Legislative Background for Workplace Bullying
Despite the Amendments to the Fair Work Act (‘the Act’) that came into effect on 1 January 2014, power imbalances and intimidation are still ripe in contemporary workplace culture. These amendments have attempted to reshape the culture of bullying in the workplace, by defining bullying as a repeated unreasonable action that creates a risk to health and safety.
Shortly after the new legislation was enacted, the case of Ms SB  FWC 2104 appeared before the courts. The case examined the effects of the amendments to the Act. A point of interest was the use of the word ‘repeated’ in the legislation. However, the case construed repeated to mean more than once, but not necessarily multiple times. Another key theme Commissioner Hampton, Head of the Fair Work Commission’s anti-bullying panel, unpacked was the concept of reasonable management action under s789FD(2) of the Act. In light of this case, companies should review their bullying guidelines, policies, and procedures, and create a transparent investigation into any concerns raised. Commissioner Hampton also stressed that bullying doesn’t stop after the issue is resolved. However, it should be an ongoing process to maintain good relations between employees. After all, if bullying is negatively affecting an employee, it is likely causing the business detriment.
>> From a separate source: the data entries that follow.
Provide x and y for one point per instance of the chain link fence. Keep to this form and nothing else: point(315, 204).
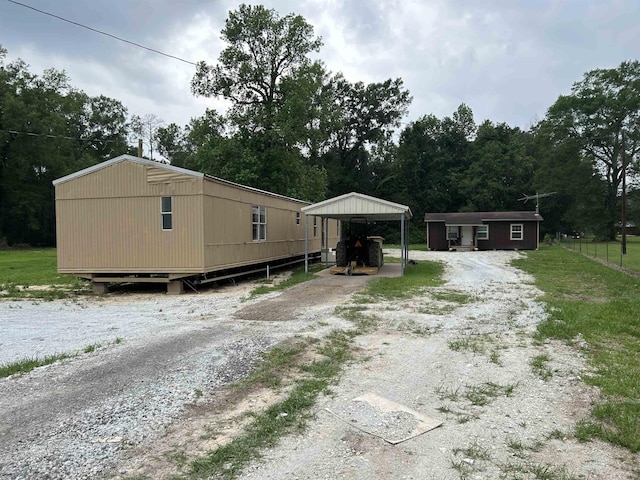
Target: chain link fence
point(608, 252)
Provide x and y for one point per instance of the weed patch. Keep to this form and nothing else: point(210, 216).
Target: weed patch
point(610, 327)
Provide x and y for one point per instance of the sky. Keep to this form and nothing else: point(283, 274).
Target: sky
point(508, 60)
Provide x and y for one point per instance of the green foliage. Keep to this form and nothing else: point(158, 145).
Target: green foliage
point(602, 115)
point(499, 169)
point(594, 305)
point(63, 130)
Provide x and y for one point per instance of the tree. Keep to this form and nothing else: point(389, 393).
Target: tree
point(359, 118)
point(264, 51)
point(561, 167)
point(48, 129)
point(146, 128)
point(432, 155)
point(602, 113)
point(263, 72)
point(499, 170)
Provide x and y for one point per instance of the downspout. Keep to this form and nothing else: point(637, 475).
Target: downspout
point(306, 243)
point(325, 228)
point(428, 247)
point(402, 253)
point(406, 257)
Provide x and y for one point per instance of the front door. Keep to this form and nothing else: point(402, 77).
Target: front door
point(466, 234)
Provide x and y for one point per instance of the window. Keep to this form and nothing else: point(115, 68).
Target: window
point(166, 212)
point(483, 232)
point(516, 231)
point(259, 223)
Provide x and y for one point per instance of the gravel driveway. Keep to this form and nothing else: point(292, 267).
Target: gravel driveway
point(459, 354)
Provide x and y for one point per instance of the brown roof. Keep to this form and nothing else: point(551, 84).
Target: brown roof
point(479, 218)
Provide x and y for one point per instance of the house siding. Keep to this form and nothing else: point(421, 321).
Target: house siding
point(500, 236)
point(437, 236)
point(499, 227)
point(109, 221)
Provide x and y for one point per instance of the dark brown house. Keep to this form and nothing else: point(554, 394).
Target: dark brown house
point(483, 230)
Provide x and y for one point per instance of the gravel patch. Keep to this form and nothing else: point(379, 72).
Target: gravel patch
point(459, 354)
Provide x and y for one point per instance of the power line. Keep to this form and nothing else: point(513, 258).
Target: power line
point(46, 135)
point(102, 33)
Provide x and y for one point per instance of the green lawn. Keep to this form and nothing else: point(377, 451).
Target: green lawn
point(598, 304)
point(31, 267)
point(609, 251)
point(21, 269)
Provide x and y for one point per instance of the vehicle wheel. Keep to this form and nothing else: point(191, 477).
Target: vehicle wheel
point(375, 255)
point(341, 254)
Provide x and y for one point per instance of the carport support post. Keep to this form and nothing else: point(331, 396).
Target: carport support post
point(306, 243)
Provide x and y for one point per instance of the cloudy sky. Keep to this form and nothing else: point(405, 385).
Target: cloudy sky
point(507, 59)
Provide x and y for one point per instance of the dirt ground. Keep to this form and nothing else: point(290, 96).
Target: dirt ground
point(458, 355)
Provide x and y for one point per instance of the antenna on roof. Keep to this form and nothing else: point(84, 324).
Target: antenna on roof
point(537, 196)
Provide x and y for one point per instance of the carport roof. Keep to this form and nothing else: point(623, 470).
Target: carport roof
point(358, 205)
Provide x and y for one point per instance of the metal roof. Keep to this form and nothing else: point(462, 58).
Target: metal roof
point(358, 205)
point(480, 218)
point(166, 166)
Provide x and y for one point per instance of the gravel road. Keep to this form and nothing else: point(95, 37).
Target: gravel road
point(458, 354)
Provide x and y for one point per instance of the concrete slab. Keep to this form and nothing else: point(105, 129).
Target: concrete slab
point(384, 418)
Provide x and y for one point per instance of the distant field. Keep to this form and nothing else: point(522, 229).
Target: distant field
point(609, 251)
point(31, 267)
point(599, 305)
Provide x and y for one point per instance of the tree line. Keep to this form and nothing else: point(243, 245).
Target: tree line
point(298, 129)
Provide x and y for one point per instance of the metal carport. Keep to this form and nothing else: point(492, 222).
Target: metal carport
point(359, 205)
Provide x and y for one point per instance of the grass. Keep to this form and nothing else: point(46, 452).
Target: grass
point(297, 276)
point(311, 379)
point(609, 251)
point(540, 366)
point(21, 269)
point(416, 277)
point(26, 365)
point(598, 305)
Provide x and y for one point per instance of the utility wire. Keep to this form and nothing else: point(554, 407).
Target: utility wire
point(102, 33)
point(45, 135)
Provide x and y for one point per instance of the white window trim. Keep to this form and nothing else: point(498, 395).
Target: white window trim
point(262, 225)
point(168, 213)
point(485, 237)
point(521, 231)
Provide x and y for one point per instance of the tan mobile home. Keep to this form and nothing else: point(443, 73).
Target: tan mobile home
point(134, 220)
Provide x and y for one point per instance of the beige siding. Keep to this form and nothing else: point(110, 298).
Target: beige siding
point(228, 227)
point(110, 221)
Impacts of bullying on a business can have negative implications for the business’ brand name, goodwill, reputation, and productivity. How employers respond to complaints is crucial as employers have a duty of care in Australia. In Keegan v Sussan Corporation (Aust) Pty Ltd  QSC 64. the bullying complaints made by an employee were not taken seriously and, as a result, compensation claims arose. This case demonstrates that having an anti-bullying policy is not enough, there is a duty of care owed by the employer to deal with a complaint appropriately.
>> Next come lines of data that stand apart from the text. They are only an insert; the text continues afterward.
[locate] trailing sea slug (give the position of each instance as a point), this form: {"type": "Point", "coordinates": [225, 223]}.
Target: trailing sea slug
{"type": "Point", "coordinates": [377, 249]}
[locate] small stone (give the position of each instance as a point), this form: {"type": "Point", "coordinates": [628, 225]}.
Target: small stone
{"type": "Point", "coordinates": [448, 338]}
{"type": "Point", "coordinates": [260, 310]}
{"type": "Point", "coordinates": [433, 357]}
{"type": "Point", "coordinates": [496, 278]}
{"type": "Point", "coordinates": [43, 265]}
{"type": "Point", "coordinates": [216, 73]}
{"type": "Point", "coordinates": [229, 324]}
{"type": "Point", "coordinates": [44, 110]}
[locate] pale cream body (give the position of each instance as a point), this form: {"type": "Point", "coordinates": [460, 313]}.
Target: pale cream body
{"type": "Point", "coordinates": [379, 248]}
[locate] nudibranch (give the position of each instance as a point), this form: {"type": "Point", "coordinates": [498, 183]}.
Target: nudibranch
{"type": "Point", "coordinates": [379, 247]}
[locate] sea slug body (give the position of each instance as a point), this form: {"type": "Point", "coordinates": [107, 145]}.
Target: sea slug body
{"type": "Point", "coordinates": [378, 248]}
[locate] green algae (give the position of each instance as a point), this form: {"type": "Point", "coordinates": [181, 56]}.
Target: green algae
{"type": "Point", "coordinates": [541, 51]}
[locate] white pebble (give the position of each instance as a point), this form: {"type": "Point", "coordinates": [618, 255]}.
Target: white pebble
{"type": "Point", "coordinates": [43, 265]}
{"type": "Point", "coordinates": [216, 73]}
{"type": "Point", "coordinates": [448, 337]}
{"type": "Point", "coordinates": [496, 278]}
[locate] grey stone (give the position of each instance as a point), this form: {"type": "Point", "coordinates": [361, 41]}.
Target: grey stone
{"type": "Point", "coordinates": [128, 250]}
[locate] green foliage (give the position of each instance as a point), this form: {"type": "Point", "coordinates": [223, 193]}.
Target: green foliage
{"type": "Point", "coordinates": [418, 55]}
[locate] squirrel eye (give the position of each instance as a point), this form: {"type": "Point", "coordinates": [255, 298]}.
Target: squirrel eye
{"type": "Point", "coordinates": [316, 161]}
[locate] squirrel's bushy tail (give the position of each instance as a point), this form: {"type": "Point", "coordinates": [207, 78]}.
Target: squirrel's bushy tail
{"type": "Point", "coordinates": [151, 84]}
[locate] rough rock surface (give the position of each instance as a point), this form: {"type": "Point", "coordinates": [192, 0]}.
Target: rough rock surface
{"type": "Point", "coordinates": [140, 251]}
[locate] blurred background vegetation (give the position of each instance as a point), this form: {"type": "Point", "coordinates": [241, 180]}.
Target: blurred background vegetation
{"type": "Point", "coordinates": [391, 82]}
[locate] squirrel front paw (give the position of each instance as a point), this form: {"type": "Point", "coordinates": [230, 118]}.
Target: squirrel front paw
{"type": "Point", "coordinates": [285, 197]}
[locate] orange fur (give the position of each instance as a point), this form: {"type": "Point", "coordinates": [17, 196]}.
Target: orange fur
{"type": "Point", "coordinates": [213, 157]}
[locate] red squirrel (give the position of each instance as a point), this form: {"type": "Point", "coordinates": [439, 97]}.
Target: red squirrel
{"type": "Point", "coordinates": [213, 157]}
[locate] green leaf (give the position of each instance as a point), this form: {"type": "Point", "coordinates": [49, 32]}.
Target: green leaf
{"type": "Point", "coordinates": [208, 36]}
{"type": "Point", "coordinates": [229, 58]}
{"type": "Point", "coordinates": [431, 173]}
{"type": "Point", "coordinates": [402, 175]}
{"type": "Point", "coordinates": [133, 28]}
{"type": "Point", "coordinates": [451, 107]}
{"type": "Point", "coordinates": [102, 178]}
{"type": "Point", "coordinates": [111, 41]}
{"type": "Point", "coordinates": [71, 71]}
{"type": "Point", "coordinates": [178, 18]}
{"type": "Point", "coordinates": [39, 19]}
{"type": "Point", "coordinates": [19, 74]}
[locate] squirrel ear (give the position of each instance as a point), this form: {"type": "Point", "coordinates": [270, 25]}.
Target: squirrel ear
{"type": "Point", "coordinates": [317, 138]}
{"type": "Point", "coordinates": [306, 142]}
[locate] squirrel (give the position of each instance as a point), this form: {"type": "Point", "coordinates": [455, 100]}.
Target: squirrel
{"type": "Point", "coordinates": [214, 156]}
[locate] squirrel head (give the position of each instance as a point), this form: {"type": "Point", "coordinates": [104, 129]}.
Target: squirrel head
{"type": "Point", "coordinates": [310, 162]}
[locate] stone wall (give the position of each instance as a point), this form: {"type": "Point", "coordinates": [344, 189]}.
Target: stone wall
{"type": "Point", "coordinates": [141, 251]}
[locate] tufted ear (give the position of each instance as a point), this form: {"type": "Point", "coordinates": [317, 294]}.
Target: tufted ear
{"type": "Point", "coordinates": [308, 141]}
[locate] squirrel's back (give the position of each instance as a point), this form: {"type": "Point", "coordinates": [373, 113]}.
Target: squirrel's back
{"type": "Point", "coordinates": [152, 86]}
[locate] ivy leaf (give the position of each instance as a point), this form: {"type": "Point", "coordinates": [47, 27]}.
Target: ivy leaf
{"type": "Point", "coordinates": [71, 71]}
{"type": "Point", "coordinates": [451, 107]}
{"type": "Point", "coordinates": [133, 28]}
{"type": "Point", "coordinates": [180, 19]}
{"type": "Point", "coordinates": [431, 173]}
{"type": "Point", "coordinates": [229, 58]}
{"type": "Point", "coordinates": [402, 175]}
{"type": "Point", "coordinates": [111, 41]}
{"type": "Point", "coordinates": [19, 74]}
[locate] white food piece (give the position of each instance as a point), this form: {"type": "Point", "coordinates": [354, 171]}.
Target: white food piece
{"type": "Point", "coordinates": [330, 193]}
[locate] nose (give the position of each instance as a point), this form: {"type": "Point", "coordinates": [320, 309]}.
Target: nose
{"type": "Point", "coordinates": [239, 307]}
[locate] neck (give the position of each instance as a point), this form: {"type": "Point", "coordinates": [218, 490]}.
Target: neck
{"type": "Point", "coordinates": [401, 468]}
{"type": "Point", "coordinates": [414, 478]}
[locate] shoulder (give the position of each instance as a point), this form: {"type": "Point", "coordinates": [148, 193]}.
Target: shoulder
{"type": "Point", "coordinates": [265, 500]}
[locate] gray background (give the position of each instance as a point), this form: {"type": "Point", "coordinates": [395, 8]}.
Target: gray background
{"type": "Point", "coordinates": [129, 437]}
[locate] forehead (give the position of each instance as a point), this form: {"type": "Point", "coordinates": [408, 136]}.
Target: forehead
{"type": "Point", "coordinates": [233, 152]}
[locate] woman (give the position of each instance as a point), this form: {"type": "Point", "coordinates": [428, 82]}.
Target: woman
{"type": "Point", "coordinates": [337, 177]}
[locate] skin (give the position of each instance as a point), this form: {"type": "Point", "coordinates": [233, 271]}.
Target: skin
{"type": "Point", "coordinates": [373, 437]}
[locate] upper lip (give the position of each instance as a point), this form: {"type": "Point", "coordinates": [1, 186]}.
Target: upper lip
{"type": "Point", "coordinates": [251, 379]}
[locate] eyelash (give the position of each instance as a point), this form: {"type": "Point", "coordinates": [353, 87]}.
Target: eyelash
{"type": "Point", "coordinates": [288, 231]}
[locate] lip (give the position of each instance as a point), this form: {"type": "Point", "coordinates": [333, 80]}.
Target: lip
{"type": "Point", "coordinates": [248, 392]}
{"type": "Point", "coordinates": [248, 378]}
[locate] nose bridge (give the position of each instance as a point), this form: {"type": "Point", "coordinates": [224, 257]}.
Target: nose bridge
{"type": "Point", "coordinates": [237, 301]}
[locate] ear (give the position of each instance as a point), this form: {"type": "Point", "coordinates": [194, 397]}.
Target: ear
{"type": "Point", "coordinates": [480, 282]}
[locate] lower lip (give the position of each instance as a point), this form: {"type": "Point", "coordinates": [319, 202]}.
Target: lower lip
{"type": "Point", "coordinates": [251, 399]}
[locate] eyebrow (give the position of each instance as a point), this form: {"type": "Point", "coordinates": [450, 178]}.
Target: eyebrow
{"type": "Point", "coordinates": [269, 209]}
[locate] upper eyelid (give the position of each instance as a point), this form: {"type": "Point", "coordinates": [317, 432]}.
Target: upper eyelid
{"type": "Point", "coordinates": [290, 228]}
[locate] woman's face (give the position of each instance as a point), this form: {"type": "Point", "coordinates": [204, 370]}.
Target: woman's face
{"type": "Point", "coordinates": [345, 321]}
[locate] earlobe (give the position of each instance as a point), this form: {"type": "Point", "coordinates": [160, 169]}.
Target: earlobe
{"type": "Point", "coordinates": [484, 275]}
In distinguishing from the above cases, Koehler v Cerebos (Aust) Ltd  HCA 15 (Unreported, McHugh, Gummow, Hayne, Callinan and Heydon JJ, 6 April 2005) provides an example of when an employee fails to establish that the employer breached their duty of care. As a result, the High Court concluded that it was not reasonably foreseeable that the employer would have seen the risk that led to the employee’s psychiatric illness.
Climbing the Corporate Ladder
Up for discussion is the fact that the High Court in Koehler explained an employee on accepting a position undertakes that they can do the job. If the law assumes that employees can do this, is it fair to assume that some tasks incur very high workloads and stress levels? This point directly relates to the culture in traditional law firms and large corporations where employees typically climb the ladder in a hierarchical structure. Does personal animosity become an accepted norm of such corporate culture?
In 2012, the House of Representatives Standing Committee on Education and Employment conducted an Inquiry into Workspace Bullying and tabled its report Workplace Bullying: We Just Want It to Stop (‘the Report’). The Report suggested multiple avenues for targeting workplace bullying such as a national accreditation, a Commonwealth run investigation service and a mediation service for workplaces. While these detailed suggestions were only noted by the Fair Work Commission, from the 1 January 2014, workers who reasonably believe they have been bullied can apply to the Fair Work Commission for an order to stop the bullying. Courts have been given the power to remedy any contravention of such an order which can be accompanied by penalties for individuals and corporations. These changes also come with a focus on management and the avoidance of conflict through consultation and cooperation.
Future of Bullying in the Workplace
While the Fair Work Act and Commission attempt to impose obligations on employers and employees to strengthen the culture within the workforce, the growing use of social media presents many future challenges to employment relations. With the use of social media becoming even more apparent in daily life, the boundaries between private and public are blurred. Are online platforms such as Facebook, Twitter, and Instagram public or private domains? Should employers be able to impose obligations on employees regarding social media use? These are questions that will be shaping the agenda of future law reform in employment law. It is important that employees are doing all they can to enhance employee relations and, therefore, foster productive and positive workplace relations.